Corny, eyeing the…smasher, did not want to go out to play now, and he said, ‘But I’ve never had any tea, Gran.’
‘Then you will have a better appetite for it when you arrive home. Go on now, across the water with you.’
There was no fun in his grannie’s tone, and Corny turned and went out, saying, ‘Can I leave me cornet then?’
‘Aye, leave it, and get out.’
When the door closed on her grandson, Fanny, without any preliminary chatter, asked of the young woman, but quite lightly, ‘And what d’you want with our Phil?’
The young woman hesitated only for a moment before saying, ‘That’s my business.’
‘I understand you and him are finished.’
‘We are not, not by a long way.’ The deeply waved head moved from side to side.
‘Then somebody’s a liar…Why couldn’t you wait at the corner like you’ve been doin’?’ The girl’s eyes widened, and Fanny went on, ‘You didn’t wait because he’s been dodgin’ you, and that doesn’t indicate to me he’s breakin’ his neck to see you.’
The girl’s face reddened. ‘You’re insulting.’
‘I’m merely speaking the truth, lass. It’s far better to face up to it.’
‘Face up to it! You’re right there, that’s what he’ll have to do.’
Now it had come, and Fanny waited, her eyes narrowing on the girl.
‘Do you know why I’ve come here?’
‘I’ve a good idea.’
‘Oh, have you?’
‘Aye, but go on, tell me in your own way.’
This attitude slightly nonplussed the girl, and she hitched up her extremely smart coat onto her shoulders and moved from one spider-thin heel to the other, and when she was just about to speak, Fanny, her head cocked on one side, said, ‘Whist! You can hold it a minute, for here he is now.’
She had heard Philip’s step in the hall, and now she also heard another step accompanying him and she thought quickly, ‘God in heaven! Don’t let him bring the lass in here the night!’

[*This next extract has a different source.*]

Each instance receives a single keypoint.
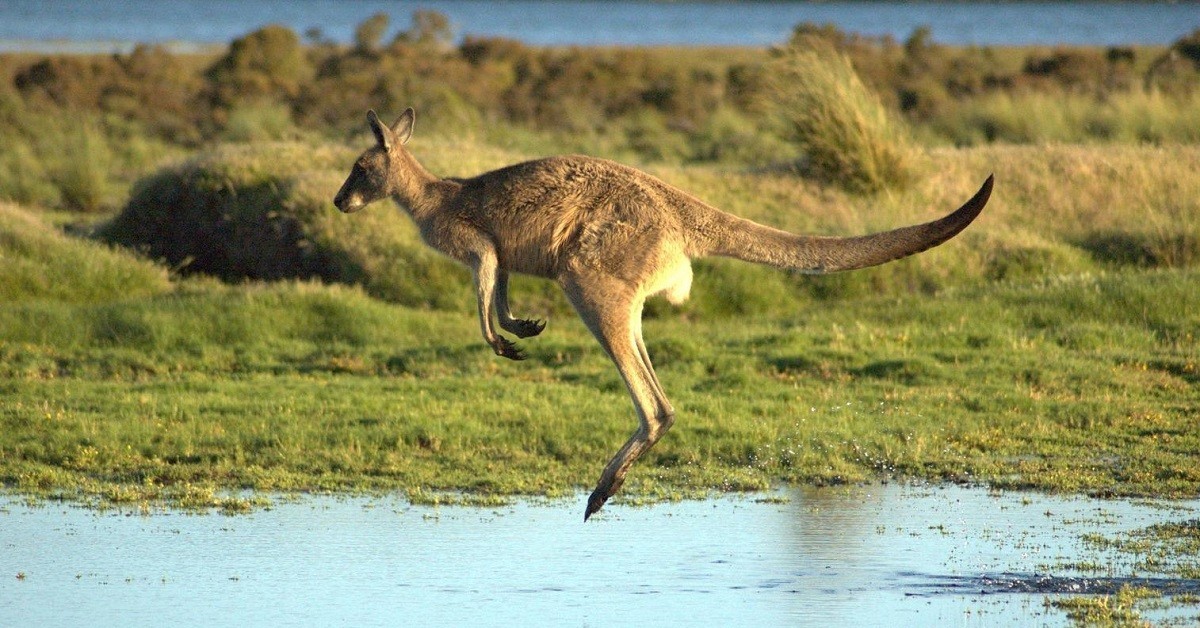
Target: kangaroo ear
(403, 125)
(383, 135)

But that is exactly what Philip did. Margaret came into the room, preceding him, and when he turned from closing the door behind them and saw who was standing facing him, his face darkened and his head lifted.
‘Hello.’
‘Hello.’
‘What do you want, Sylvia?’
His tone was quiet, and Sylvia, glancing from Margaret to him, waited a moment before answering, ‘Well, isn’t it evident? I want to see you.’
Philip wetted his lips and moved uneasily, then turning to Margaret he hesitantly made an introduction. ‘This is Miss Dawson…Miss Leigh-Petty.’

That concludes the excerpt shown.